今年4月、ニュージーランドに移住し第二の人生を送っていた58歳男性が、
妻・実母・元従業員とともに焼死。警察は事件・事故両面での捜査を開始したが、
住宅に外部から侵入した形跡がないことや家の中にガソリンがまかれていたこと
などから、無理心中や自殺の可能性もあると見ている。男性は永住を願っていたが、
ビジネスでトラブルに巻き込まれて失敗。商店の運転手をしながら暮らしていたものの、
母を日本から呼び寄せた後に住宅の立ち退きを迫られ、死の直前まで悩んでいたという。


夢を抱いて移住した日本人4人が死亡したこの事件はニュージーランドでも
大きく報道された。この悲劇がなぜ起きたのか?
長野智子キャスターがニュージーランドで取材。背景に何があったのか、
一連の出来事の深層を追跡するとともに、現地で充実した「第二の人生」を送る人々
から理想と現実の実態について聞く。

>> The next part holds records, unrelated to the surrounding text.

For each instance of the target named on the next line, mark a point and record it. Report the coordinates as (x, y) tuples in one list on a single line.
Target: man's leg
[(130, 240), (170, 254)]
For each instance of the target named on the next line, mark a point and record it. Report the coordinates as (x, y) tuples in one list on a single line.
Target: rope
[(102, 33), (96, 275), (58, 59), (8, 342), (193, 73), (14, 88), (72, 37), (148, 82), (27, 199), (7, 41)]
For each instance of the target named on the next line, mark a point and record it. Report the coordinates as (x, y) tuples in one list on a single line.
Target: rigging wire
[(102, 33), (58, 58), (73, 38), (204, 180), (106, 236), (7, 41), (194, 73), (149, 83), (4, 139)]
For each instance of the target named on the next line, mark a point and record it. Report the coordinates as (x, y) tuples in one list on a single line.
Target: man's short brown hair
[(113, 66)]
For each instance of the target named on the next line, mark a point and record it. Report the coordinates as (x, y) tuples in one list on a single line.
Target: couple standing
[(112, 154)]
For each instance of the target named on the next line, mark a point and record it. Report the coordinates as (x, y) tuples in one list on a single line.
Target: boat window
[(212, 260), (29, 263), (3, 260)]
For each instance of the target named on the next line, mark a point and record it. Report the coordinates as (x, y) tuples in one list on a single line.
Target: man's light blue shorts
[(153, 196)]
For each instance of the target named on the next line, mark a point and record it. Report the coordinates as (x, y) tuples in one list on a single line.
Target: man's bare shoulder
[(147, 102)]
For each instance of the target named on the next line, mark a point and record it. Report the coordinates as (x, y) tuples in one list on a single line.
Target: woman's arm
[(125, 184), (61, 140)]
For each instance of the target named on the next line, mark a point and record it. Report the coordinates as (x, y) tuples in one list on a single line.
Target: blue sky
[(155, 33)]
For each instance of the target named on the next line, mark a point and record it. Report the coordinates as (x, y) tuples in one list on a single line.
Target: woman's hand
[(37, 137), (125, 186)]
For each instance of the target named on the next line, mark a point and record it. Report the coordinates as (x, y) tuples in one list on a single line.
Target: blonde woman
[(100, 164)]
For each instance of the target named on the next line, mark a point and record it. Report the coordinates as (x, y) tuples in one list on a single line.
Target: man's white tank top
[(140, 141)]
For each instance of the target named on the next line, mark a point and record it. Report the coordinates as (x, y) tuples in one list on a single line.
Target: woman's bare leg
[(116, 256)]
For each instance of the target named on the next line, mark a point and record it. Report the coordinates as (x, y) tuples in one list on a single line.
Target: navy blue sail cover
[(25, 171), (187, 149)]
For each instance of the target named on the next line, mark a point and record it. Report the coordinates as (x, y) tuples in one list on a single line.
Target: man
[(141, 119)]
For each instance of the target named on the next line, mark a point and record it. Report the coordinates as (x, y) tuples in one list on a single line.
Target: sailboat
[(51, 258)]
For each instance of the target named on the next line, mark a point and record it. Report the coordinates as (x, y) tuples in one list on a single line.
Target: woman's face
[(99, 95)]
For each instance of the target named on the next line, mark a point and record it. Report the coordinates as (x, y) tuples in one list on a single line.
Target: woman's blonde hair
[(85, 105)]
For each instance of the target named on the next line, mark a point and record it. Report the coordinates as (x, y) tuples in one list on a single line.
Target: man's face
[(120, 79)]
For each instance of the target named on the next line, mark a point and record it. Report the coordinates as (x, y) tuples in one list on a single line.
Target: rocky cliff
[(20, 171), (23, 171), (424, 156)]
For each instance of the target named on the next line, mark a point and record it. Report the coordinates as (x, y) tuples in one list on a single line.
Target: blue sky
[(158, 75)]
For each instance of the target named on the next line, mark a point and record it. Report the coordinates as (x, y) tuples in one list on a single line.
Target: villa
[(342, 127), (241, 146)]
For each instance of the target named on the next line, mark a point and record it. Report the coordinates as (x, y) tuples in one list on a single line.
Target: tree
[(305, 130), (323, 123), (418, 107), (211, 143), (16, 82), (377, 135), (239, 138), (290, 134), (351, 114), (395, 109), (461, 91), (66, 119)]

「海外での第二の人生」の光と影とは…?

<特集2> 731部隊“封印された真実”現地取材 “闇の系譜”に鳥越が迫る

日本の戦史を通じて最大の「闇」というべき存在「731部隊」。
日中戦争のさなか中国東北地方・ハルビン市郊外に作られたこの部隊では、
石井四郎中将のもと旧日本軍の医師たちが、多数の中国人やロシア人捕虜などを
「マルタ」(材木の意)と呼んで生体実験の材料に使い、細菌兵器の研究が行われた。
そしてその研究成果をもとに、旧日本軍は細菌戦を行った疑いが指摘されている。
実際97年に放送した「ザ・スクープ」の取材でも、旧日本軍航空班員が中国都市の
上空で、飛行機からペスト菌を持ったノミを散布したことを認めている。

このように、これまで断片的にしか伝えられてこなかった「731部隊」の実態に
更なる新事実が発見された。中国で発見された関東軍の極秘文書の中にあった
「特移扱」の文字。「防諜」の判が押されたこの文書は、ソ連のスパイとして逮捕した
中国人を「特移」することを決定したものだという。

「特移」とは、731部隊に身柄を送ること。そしてそこには司令官・部長・課長ら
5人の印鑑やサインが残されていた。すなわち、細菌兵器の実験台に逮捕者などを
送ることは、731部隊の独断で行われていたのではなく、当時の軍全体の組織的
関与をもって、行われていたことになる。これを明確に裏付ける可能性のある文書が
見つかったのだ。

番組では鳥越キャスターが、731部隊が活動を行った中国・ハルピンを取材。
この文書に名前があった犠牲者の遺族にインタビューし、さらに現地にいまだ残る
731部隊のつめ跡を辿る。また、国内でも存命する部隊関係者への取材などから、
封印された真実を追跡。そして戦後、731部隊の「負の遺産」というべき研究結果が
どのように扱われ、隠蔽されたのかを、米国立公文書館資料など膨大な資料から検証する。
今なお謎に包まれた「闇」の真相に鳥越が迫る。